See Chicago 8.31 and the AP Stylebook’s “academic titles” entry. For proper names of endowed chairs and professorships at UC Davis consult appropriate academic departments. On first reference in press releases, use the formal title Dr. (plural Drs.) only before the names of individuals who hold a degree in medicine, veterinary medicine or dentistry (M.D., D.V.M., M.P.V.M., D.D.S. or equivalent): Dr. Sarah J. Woerner or Sarah J. Woerner ’72, M.D. ’76; but not Dr. Sarah J. Woerner ’72, M.D. ’76. (“Dr.” and “M.D.” are redundant.) See doctor entry.

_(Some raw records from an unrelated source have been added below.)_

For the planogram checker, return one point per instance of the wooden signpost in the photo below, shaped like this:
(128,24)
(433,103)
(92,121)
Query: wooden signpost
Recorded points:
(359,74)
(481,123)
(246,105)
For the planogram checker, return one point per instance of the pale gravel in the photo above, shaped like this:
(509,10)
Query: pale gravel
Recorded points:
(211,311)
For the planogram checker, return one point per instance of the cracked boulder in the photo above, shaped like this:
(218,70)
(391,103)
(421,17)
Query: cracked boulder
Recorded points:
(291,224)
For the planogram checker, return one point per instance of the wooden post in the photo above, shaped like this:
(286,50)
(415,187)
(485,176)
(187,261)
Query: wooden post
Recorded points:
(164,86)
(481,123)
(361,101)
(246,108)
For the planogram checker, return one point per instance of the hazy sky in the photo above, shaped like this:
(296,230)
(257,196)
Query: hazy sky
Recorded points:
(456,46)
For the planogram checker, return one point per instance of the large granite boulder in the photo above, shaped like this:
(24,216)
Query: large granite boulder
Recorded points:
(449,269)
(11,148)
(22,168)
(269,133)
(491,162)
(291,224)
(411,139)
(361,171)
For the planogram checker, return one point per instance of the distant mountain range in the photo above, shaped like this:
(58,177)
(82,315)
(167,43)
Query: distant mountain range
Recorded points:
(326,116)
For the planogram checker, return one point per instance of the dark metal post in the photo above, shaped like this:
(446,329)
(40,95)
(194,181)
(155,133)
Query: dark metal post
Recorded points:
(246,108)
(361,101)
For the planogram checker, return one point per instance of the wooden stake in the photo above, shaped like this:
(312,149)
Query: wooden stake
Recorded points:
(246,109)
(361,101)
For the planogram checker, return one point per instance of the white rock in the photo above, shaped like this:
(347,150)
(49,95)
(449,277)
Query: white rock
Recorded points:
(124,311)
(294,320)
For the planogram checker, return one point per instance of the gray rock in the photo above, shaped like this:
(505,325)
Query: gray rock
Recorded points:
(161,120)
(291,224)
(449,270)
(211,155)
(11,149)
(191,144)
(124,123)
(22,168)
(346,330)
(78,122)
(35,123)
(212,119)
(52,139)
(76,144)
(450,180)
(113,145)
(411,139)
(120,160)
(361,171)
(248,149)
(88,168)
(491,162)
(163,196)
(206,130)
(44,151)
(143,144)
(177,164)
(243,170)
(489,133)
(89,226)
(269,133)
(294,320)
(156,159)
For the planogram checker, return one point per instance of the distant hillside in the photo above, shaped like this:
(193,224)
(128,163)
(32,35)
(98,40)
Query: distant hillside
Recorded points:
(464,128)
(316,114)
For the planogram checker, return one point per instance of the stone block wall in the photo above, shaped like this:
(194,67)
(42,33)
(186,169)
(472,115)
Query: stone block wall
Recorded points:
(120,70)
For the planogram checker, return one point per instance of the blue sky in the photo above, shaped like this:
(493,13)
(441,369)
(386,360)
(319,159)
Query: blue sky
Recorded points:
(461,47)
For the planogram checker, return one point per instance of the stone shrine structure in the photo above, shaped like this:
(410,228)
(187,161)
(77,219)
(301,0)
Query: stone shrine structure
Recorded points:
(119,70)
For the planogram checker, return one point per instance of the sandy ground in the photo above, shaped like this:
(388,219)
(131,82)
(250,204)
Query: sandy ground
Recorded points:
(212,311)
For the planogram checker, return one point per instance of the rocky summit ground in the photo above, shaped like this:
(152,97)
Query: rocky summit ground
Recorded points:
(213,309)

For “coach” titles, capitalize before a name when used without a qualifier: head coach Bob Biggs, Coach Sandy Simpson, offensive coach Dan Gazzaniga. Lowercase “coach” when it stands alone or is set off from the individual’s name by commas: The victorious team members surrounded their coach, Stephanie Hawbecker. Sandy Simpson, head coach of the women’s basketball team, is an inspirational leader.

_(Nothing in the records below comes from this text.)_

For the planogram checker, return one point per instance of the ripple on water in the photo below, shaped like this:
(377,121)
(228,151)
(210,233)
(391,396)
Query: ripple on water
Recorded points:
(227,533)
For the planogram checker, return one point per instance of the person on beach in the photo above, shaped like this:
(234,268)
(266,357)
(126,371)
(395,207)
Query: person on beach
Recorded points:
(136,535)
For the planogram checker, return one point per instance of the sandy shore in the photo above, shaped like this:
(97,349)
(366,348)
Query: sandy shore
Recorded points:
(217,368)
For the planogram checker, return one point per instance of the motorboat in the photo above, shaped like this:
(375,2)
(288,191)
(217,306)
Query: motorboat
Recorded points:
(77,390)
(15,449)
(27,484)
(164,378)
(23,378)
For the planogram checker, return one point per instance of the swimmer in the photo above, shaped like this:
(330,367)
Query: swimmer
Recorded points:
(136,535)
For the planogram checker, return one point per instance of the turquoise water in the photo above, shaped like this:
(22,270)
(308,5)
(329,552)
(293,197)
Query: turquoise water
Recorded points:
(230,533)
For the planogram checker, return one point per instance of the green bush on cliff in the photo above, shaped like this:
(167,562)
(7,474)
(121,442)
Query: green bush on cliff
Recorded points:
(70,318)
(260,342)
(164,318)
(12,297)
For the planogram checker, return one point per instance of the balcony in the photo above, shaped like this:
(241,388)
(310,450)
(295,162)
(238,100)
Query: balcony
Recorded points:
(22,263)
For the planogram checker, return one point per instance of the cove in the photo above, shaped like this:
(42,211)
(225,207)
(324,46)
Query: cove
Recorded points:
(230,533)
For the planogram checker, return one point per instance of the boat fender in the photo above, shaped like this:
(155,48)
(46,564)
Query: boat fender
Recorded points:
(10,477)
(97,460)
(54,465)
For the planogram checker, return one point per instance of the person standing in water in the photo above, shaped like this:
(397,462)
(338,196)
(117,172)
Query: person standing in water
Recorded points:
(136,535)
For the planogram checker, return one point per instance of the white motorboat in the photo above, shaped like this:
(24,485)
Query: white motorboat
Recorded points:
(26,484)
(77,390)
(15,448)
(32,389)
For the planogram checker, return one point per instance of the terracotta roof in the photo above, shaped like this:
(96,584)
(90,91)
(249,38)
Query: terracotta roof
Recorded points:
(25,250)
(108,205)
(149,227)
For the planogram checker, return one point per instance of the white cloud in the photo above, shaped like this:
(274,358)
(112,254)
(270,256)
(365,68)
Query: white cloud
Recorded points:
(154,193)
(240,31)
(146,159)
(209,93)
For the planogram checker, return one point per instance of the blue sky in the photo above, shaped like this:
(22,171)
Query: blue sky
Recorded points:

COURSES. Use roman type, capitalized, within quotation marks, for course titles: “Introduction to Astrophysics.”

GENDER NEUTRALITY. Use chair, not “chairman” or “chairwoman” or “chairperson,” unless part of a formal title: He chaired the committee. Lois Weeth was chair of the UC Davis Foundation board of trustees. See the trustee entry.

WORKS. See composition titles entry.

town names. See the city, town names entry.

trademarks. When possible, use generic equivalents, but if a trademark is used for emphasis or effect, capitalize it. Observe the capitalization schemes of individual trademarks or service marks, but be aware that ordinarily capitalization of only the first letter of a brand name is necessary; do, however, capitalize all letters composing acronyms: BASS/Ticketmaster, for example, stands for Bay Area Seating Service.

Trademarks are proper names that identify the products of a business; service marks perform the same function for services. Trademark names should be accompanied by generic terms to fully describe the product: Kleenex tissues. A trademark should not be used as a verb. (Don’t say I Xeroxed this; instead say I photocopied this or I made photocopies of this.) Do not pluralize trademarks. (Instead of saying He used three Kleenexes to blow his nose, say He used three Kleenex tissues.) However, some trademarks are registered in the plural and should always be used that way even if the common noun following them is singular (a Baggies plastic bag).

Symbols signifying a trademark (™), copyright (©) or a registration with the U.S. Patent Office (®) are primarily for the use of the owner to indicate rights; use of the symbols is not required in journalistic publications. (One exception: © is used with reproductions of photos of the Eggheads.)

Former trademarks that became generic terms through abuse include trampoline, raisin bran, linoleum, lanolin, yo-yo, escalator and nylon. For additional information, see the International Trademark Association website.

trustee. Treat this as a formal title when appropriate and capitalize in such cases if used before a name: Trustee Les Harvey; but Les Harvey, trustee of the UC Davis Foundation.

TTD, TTY. TTD and TTY are not interchangeable acronyms for telecommunication devices for the deaf. TTD stands for teletype device (and is the most current technology), and TTY stands for telephone teletype (an older technology).